European Council for Fatwa and Research

According to a NEFA Foundation report, the ECFR is a central institution of the Federation of Islamic Organizations in Europe (FIOE), the umbrella group comprising the Muslim Brotherhood in Europe and is headed by Global Muslim Brotherhood leader Youssef Qaradawi. According to that report:

The ECFR was established in March 1997 as a FIOE initiative and, according to an academic study, grew out of a history of attempts by the Muslim community to deal with issue of the presence of large numbers of Muslims in European countries.The study also states that the ECFR was “the realization of a wish” repeatedly expressed by Muslim Brotherhood leaders Youssef Qaradawi and Faysal Mawlawi, who were elected as Chairman and Vice-Chairman of the ECFR, positions they still hold today.  Both men are living in the Middle East and not in Europe

The report goes on to say that anywhere from 1/3 to almost 1/2 of the ECFR members were from non-European, mostly Middle Eastern countries, although the ECFR rules limit non-European membership to no more than 25%. The report also notes that ECFR members include some of the most prominent representatives of the global Muslim Brotherhood, such as former Bosnian Grand Mufti Mustafa Ceric, former FIOE President Ahmed Al-Rawi, and Tunisian Muslim Brotherhood leader Rachid Ghannoushi.

 

The ECFR meets annually and a Wall Street Journal reporter who attended a 2004 ECFR meeting described the proceedings:

  “…members, speaking in Arabic, explained how European Muslim family life was under attack. ‘Extremist fundamentalist powers based on aggression on the part of the Crusader and Zionist alliance in the West are now preparing their cultural strategy according to a new wave of secular tendencies,’ said Ahmed Ali Al- Imam, a Sudanese religious figure who advocates the implementation of sharia in his religiously divided country.
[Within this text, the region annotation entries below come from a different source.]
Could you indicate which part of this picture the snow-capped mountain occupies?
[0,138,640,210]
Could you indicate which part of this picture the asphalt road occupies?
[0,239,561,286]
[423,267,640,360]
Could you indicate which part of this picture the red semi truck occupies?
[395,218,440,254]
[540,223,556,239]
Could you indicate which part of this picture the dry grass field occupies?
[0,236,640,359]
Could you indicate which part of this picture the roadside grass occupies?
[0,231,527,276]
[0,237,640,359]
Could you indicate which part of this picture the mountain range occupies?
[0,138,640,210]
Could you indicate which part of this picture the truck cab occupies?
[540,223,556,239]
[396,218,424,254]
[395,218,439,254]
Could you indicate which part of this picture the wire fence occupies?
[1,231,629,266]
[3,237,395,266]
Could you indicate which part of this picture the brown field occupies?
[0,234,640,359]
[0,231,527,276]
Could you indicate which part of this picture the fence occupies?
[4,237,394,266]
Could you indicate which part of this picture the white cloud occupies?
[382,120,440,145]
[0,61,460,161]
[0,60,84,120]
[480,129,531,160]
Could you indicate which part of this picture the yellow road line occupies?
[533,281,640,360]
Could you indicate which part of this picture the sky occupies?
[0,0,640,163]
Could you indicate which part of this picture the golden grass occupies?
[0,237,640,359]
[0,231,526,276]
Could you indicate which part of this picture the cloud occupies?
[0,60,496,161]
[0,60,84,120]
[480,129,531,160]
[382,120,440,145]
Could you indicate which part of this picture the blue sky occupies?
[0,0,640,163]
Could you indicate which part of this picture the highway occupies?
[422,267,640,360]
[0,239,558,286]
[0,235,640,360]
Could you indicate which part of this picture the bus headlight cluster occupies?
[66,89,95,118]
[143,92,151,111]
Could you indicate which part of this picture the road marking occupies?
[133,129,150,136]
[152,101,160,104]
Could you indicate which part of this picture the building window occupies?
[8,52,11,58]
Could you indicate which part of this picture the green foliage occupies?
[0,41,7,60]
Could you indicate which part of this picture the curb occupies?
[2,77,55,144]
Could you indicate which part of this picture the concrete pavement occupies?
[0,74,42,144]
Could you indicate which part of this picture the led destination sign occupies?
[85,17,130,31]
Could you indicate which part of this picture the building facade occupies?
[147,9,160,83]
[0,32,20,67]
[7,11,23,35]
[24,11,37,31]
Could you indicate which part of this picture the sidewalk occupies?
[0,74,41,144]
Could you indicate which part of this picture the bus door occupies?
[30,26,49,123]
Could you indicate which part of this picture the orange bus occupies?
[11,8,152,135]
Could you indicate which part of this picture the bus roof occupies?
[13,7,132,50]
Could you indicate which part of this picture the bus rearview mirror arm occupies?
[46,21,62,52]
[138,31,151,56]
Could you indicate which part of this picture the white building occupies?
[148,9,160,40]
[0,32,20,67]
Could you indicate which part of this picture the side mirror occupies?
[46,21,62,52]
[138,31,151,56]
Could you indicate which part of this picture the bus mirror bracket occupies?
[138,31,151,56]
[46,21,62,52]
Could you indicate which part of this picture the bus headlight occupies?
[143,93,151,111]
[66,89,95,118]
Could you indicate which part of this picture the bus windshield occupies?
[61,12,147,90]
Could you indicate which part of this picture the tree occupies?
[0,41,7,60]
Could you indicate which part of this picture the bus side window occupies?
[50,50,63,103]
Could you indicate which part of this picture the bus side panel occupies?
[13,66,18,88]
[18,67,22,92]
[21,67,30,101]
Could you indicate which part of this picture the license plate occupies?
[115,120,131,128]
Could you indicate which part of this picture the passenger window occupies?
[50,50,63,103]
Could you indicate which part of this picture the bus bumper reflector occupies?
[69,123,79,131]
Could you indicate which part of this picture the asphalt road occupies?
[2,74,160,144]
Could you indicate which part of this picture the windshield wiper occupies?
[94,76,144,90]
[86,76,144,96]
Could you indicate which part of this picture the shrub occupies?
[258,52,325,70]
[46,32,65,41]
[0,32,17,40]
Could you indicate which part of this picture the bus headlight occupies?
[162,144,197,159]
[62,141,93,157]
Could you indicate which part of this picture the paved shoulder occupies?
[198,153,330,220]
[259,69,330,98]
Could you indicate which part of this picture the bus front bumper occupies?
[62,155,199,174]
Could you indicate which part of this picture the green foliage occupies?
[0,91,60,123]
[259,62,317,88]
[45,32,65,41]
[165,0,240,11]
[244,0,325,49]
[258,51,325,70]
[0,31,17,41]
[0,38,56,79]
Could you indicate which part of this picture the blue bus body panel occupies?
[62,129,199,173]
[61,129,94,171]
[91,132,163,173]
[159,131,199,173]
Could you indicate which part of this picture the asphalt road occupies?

Other papers accepted traditional norms that directly contradict Western law and society, especially regarding women and marriage. Women should only cut their hair with their husbands’ permission, and “any woman who would marry without a male guardian’s consent, her wedding is invalid,” declared Muhammad Hawari, a Germany-based member of the group. Sometimes the group’s advice seems aimed at Muslims from another era. ‘Children should eat clean food and use clean water. They should not urinate in water wells,’ Mr. Hawari wrote in a paper. Adoption, he added, was forbidden, because a woman might be seen in a state of undress by a child other than her biological offspring. And if a child is adopted, Mr. Hawari said they should not be given equal rights to biological children.”

The same reporter also wrote that a Council member cited “The Protocols of the Elders of Zion,” a notorious anti-Semitic forgery written in czarist Russia, in a position paper on how Muslim families are under threat in Europe. “The Protocols, the speaker said, was evidence of a Jewish plot to undermine Muslim moral values through sexual permissiveness.”